Kenapa demikian? Karena involve itu membuat kita dikenal (lingkungan itu akan kenal dengan kita). Begitu mau mampir ketempat yang dia lihat, kita sudah mulai mikir “wah nanti ada tetangga yang melihat mobil saya” akhirnya gak jadi. Tapi kalo kita involvenya rendah, begitu papas an dengan tetangga juga tidak kenal, begitu sudah didalam masuk “bapak kan yang dijalan itu”, “iya saya tetangga bapak”, “wah ketemu tetangga disini”. “Kalu begitu kita sama-sama kompak ajalah dan sama-sama tau sajalah pak”. Tapi bayangkan kalau involvenya tinggi, jadi rekan-rekan kalau kita mau mencegah penyimpangan buatlah involvement kita tinggi dalam kehidupan sosial. Semakin banyak kita dikenal orang semakin banyak lingkungan dimana kita terlibat dalam kegiatan, itu akan mempunyai kemampuan yang membuat kita mempertimbangkan ulang setiap akan mengambil keputusan yang tidak disukai banyak orang, pasti menjadi bahan pertimbangan. Orang yang stress itu adalah orang yang pada saat mengalami kesalahan dan dia tahu, semua orang tahu. Makanya kalau penjahat tidak dikenal orang, ditangkap 10 kalipun santai saja dia (tidak ada yang kenal dirinya). Makanya pelaku kejahatan paling senang melakukan kejahatan diluar negeri (kampungnya) karena begitu ditangkap tidak ada yang kenal disana, dia masuk penjara pun keluarganya tidak tahu. Jadi dia terbebas dari komitmen dan sanksi-sanksi sosial yang muncul dimana kelompok dia tinggal, Itu nyaman buat dia. Karena yang paling tidak nyaman bagi kita itu adalah sanksi yang muncul dari lingkungan, itu jauh lebih tegas dan mengena daripada sanksi pidana.
4.     Belief. Apabila kita sudah attach, komit dan involve dengan lingkungan maka akan muncul juga apa yang disebut sebagai keyakinan terhadap nilai, norma. Kita validitas terhadap nilai itu kuat, apabila kita menyimpang kita akan terkena sanksi.

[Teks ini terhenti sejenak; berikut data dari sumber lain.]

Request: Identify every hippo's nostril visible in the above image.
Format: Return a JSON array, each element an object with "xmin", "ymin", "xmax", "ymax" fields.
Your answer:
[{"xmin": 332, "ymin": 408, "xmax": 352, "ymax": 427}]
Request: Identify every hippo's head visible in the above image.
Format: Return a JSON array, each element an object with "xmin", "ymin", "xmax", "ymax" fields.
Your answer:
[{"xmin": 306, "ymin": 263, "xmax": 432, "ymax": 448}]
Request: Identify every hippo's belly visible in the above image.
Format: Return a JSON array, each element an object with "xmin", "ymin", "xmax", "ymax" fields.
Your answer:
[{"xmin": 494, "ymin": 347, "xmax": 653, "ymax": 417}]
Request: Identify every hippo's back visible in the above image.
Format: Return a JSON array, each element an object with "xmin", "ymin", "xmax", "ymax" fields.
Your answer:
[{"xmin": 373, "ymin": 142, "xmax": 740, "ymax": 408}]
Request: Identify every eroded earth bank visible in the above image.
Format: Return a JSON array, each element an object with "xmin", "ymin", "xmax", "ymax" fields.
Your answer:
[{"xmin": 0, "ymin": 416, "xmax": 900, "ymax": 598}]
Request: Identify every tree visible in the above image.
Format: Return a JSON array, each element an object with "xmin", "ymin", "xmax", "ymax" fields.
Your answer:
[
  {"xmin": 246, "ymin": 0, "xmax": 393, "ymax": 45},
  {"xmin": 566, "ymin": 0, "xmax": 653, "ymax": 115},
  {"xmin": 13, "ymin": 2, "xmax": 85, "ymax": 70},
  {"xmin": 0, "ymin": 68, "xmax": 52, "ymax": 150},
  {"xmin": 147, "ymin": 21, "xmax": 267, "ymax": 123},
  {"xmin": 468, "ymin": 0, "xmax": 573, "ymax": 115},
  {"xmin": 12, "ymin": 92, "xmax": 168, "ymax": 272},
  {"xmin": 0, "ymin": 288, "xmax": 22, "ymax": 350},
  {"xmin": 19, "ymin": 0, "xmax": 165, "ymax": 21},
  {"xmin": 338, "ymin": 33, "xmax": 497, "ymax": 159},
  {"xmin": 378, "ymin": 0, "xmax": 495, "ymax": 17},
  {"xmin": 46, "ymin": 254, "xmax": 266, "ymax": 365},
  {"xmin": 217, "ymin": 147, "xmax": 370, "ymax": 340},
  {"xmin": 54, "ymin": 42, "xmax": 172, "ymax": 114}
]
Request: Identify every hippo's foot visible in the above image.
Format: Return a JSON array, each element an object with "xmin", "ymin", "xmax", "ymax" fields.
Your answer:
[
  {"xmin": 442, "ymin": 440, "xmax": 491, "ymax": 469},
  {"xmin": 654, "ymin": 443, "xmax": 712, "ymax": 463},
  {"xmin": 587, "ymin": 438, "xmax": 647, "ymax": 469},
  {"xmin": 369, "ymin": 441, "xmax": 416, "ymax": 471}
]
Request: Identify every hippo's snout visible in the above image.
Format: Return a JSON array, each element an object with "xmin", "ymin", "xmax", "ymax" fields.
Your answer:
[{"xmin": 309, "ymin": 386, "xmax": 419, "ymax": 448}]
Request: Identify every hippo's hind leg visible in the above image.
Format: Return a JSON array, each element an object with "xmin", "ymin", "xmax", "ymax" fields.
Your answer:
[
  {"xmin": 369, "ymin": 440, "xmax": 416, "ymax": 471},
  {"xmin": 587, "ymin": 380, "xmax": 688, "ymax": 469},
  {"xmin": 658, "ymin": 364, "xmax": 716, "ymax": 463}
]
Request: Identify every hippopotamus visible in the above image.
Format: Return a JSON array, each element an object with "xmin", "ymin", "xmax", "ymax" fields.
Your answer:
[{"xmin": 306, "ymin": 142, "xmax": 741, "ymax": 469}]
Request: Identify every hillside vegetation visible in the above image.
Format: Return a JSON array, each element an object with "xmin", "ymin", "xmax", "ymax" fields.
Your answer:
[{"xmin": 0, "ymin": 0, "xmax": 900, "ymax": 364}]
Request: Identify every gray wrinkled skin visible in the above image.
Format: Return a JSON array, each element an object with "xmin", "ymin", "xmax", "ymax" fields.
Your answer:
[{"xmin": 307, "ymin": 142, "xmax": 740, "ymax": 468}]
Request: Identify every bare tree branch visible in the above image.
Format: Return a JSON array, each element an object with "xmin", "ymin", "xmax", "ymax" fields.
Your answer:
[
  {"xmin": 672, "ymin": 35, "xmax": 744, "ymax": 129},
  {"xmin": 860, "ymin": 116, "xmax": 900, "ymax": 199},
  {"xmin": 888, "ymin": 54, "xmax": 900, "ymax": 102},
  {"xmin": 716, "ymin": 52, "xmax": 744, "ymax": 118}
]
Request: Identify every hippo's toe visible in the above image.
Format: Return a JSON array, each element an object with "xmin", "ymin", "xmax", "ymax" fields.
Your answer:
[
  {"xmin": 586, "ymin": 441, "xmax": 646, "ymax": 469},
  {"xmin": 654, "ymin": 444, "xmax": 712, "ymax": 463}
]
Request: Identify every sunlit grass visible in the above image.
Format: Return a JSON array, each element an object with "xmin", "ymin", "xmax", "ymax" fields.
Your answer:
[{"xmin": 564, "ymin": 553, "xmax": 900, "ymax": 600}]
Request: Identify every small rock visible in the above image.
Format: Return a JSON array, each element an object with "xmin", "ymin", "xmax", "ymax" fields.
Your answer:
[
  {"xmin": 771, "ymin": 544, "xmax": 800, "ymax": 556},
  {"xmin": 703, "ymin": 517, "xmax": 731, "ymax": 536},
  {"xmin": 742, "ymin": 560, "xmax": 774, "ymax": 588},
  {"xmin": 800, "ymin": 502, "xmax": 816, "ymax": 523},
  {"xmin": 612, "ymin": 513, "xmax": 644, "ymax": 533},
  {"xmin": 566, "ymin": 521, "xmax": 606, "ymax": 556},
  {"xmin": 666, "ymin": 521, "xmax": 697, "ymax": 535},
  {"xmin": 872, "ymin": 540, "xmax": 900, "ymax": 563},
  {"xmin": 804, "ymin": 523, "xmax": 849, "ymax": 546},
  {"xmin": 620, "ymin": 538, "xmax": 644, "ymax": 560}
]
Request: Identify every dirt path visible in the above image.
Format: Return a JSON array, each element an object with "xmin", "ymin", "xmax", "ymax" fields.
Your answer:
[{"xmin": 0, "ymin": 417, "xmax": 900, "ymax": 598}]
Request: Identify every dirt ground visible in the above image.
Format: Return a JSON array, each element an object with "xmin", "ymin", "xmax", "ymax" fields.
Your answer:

Kemudian Hirschi diluar konsep ikatan sosial mengatakan kejahatan dapat dicegah dengan mengatur perilaku tersebut melalui prinsip rewards and punishment, jadi attachment dan lain-lain tadi merupakan bagian dari reward. Tapi juga disitu tersedia sejumlah punishment kalau orang melakukan penyimpangan. Kan enak kalau kita berprestasi dan melakukan kebaikan semua orang tahu dan menghargai pasti nyaman bagi kita, dan baik pula bagi ktia apabila kita melakukan penyimpangan semua orang juga tahu, sehingga kemudian perilaku itu adalah perilaku yang akan kita kita hindari. Coba bayangkan kalau kita melakukan penyimpangan kemudian ketahuan tapi tidak ada efek apapun dari lingkungan tempat tinggal kita pasti fine-fine saja buat kita (gak masalah). Jadi menjadi orang yang paling baik itu kalau ingin menghindari penyimpangan adalah jangan menjadi orang yang nothing to loose, orang yang seperti ini adalah orang yang tidak pernah mempertimbangkan apapun lagi dalam hidupnya (gak ada rugi dan tidak ada yang dikhawatirkan). Jadi kalau kita punya anak jangan sampai anak kita berada pada posisi nothing to loose (mau melakukan apapun dia, dia tidak akan mengalami kerugian apapun) kalau bisa pastikan bahwa keluarga kita adalah orang yang akan mengalami dampak yang luar biasa kalau dia melakukan penyimpangan dan itu akan membuat dia tidak berani melakukan penyimpangan.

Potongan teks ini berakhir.